Le boom du tourisme menace les merveilles architecturales d'Asie PDF Imprimer Envoyer
altIl y a bien des panneaux "Ne pas escalader", mais les lettres ne sont plus très visibles, et lorsqu'il faut un joli cadre pour faire une photo au coucher du soleil, les visiteurs ne se préoccupent guère de la survie des temples séculaires d'Angkor, au Cambodge.

Alors que le monde se remet de la crise financière et que les infrastructures touristiques des pays en développement s'améliorent, les richesses culturelles d'Asie attirent une foule considérable.

Et malgré les revenus générés, certains s'inquiètent pour l'avenir d'un patrimoine inestimable souvent classé par l'Unesco.

Le parc national d'Angkor a vu passer plus d'un million de visiteurs en 2010, un quart de plus que l'année précédente.

Sur le site de son temple le plus remarquable, Angkor Wat, les touristes vagabondent à leur guise dans les ruines du XIIe siècle, grimpant sur les pierres, s'appuyant sur les murs ou posant leurs doigts sur les délicats bas-reliefs.

"On peut remarquer un peu d'usure, et on ne sait pas si elle vient des siècles d'utilisation ou de nombreux touristes", commente Rona Soranno, touriste californienne de 36 ans.

"C'est absolument extraordinaire de pouvoir marcher sur les pierres et d'être proche de tant d'Histoire, mais vous devez vous demander à quoi ça ressemblera dans quelques années", renchérit son compagnon, Marcus Welsh, 33 ans.

L'Autorité Apsara, qui supervise l'entretien d'Angkor, assure avoir tout fait pour minimiser les dommages, en installant des cordes autour des sites les plus fragiles et en employant 270 gardes.

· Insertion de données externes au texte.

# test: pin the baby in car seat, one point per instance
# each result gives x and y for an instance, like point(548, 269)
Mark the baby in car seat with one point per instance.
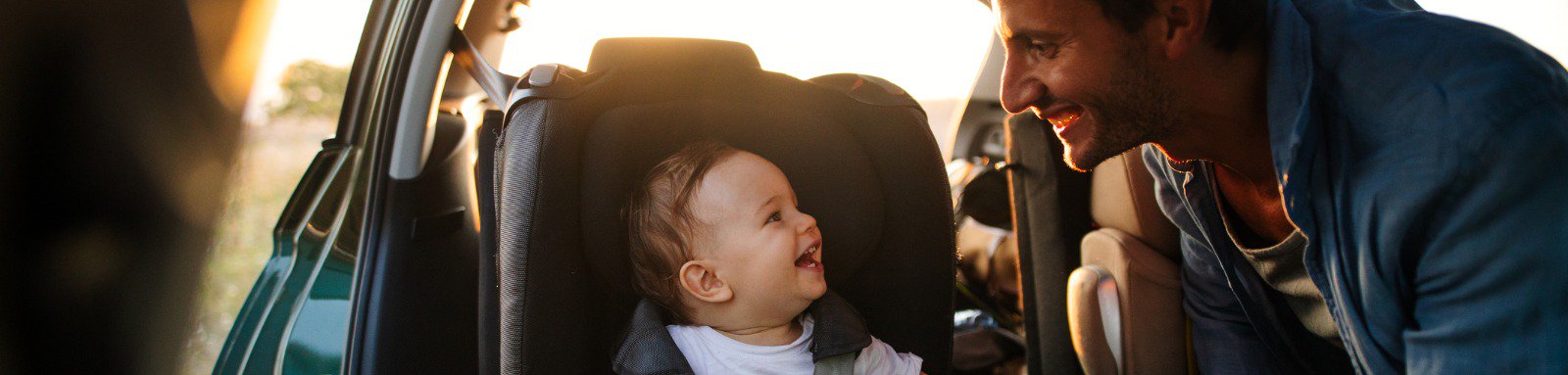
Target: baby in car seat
point(733, 278)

Mais selon Global Heritage Fund, organisation américaine qui tente de protéger les sites classés dans les pays en développement, "Angkor est fortement en danger à cause de ce manque de contrôle".

Il ne serait pourtant "pas sorcier" de le protéger, plaide son directeur Jeff Morgan, qui plaide notamment pour la mise en place de chemins pré-définis et le respect plus strict des règles.

Reste qu'Angkor n'est pas un exemple isolé.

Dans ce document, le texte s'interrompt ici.